Option 2(which works): I also sent the sender traceparent inside the service bus message to be reused by message consumers. Then, I am taking advantage of the mutable context of the function app and do the following:

export function contextPropagatingServiceBusTrigger(serviceBusTrigger: AzureFunction) {
    return async (context: AuthenticatedContext, ...args: any[]) => {
        const operationName = `ServiceBusReceive ${context.executionContext.functionName}`;
        const serviceBusMessage = args[0];
        //use message traceparent, or fallback to default app insights behaviour to use a freshly generated one
        context.traceContext.traceparent = serviceBusMessage?.traceParent ?? context.traceContext.traceparent;
        const correlationContext = appInsights.startOperation(context, context.executionContext.functionName);

        // Wrap the Function runtime with correlationContext
        return appInsights.wrapWithCorrelationContext(async () => {
            const startTime = Date.now(); // Start trackRequest timer
            try {
                // execute the function
                const result = await serviceBusTrigger(context, ...args);
                appInsights.defaultClient.trackRequest({
                    name: operationName,
                    resultCode: 200,
                    success: true,
                    url: context.executionContext.functionName,
                    duration: Date.now() - startTime,
                    id: correlationContext.operation.parentId,
                });
                appInsights.defaultClient.flush();
                return result;
            } catch (err) {
                // we might not need this try/catch, but it's good to have certain syntax errors which will be caught as well
                appInsights.defaultClient.trackException({
                    exception: err,
                });
                appInsights.defaultClient.flush();
            }

        }, correlationContext)();
    };
}

With this option, I am getting the same operationId correctly across the process initiator(sender), receiver + dependency calls.

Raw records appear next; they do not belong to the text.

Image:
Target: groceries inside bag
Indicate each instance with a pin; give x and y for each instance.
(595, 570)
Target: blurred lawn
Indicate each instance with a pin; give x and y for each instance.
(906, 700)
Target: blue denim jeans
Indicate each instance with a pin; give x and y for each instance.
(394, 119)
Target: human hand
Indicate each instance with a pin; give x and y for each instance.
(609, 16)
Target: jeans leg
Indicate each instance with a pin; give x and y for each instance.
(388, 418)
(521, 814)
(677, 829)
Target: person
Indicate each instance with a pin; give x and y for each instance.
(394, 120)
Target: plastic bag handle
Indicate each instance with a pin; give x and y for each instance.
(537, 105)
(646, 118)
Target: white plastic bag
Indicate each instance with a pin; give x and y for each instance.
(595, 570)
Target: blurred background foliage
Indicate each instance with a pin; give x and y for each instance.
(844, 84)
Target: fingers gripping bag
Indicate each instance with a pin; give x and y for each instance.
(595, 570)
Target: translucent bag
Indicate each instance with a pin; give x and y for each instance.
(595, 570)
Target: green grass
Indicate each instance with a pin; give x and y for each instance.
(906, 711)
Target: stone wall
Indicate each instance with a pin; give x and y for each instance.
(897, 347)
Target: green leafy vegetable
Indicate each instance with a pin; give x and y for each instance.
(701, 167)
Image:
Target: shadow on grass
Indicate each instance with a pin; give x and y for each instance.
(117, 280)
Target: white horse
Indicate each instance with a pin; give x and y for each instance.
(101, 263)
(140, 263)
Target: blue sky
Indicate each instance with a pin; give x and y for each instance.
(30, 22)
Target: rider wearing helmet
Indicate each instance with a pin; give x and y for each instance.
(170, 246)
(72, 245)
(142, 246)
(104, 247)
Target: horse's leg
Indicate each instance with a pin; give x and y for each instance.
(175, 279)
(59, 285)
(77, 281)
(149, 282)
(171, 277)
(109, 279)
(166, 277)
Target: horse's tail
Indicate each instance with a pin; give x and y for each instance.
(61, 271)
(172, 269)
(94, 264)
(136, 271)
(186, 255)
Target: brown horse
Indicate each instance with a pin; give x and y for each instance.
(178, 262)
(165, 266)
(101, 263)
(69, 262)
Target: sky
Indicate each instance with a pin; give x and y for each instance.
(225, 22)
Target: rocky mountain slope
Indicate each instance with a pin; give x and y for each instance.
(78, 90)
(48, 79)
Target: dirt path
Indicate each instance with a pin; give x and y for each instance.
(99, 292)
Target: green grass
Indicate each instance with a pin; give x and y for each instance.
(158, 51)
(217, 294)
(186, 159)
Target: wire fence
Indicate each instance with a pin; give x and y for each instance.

My question now is if this approach is acceptable, since I wasn't able to find another way of accomplishing the correlation. I was inspired by insights docs for http triggers to reach this way of correlating services communication. Thanks a lot in advance, and I'm looking forward to hearing from you!

tudor33sud avatar Jun 27 '22 06:06 tudor33sud

@hectorhdzg If you get a chance, I would be greatful to hear about this issue from you.

tudor33sud avatar Jun 30 '22 10:06 tudor33sud

Check this out:

https://github.com/microsoft/ApplicationInsights-node.js/issues/973

johnib avatar Jun 30 '22 21:06 johnib

@tudor33sud both options look fine to me, I can look into the issue you are having with option 1, that should work too, can you provide some test traceParent that you are passing in service bus message?

hectorhdzg avatar Jul 06 '22 21:07 hectorhdzg

@hectorhdzg I am currently running our workloads exclusively on FunctionApps so it's pretty simple to pass a traceparent.

Assuming a typical AzureFunction , we do have the Context object which is accessible via context.traceContext.traceparent , so whatever the Function App will generate for that particular handler, we will just make sure to send it in the service bus payload like : {...customProperties, traceparent: context.traceContext.traceparent}.

For the purpose of testing, you could use any valid traceparent and you should see that in option 1 that it's not being used. I suspect startOperation does something more than just generating the context somehow, or there might be some cls context mapping situation.

tudor33sud avatar Jul 07 '22 13:07 tudor33sud

I've been looking at getting correlation working correctly for service bus triggers in our environment.

It appears using the startOperation string overload is the intended way to support non-http trigger functions.

I found this information from previous issues and pull requests: #665 #672 #681 #682

Hope this helps anyone else digging for the same info.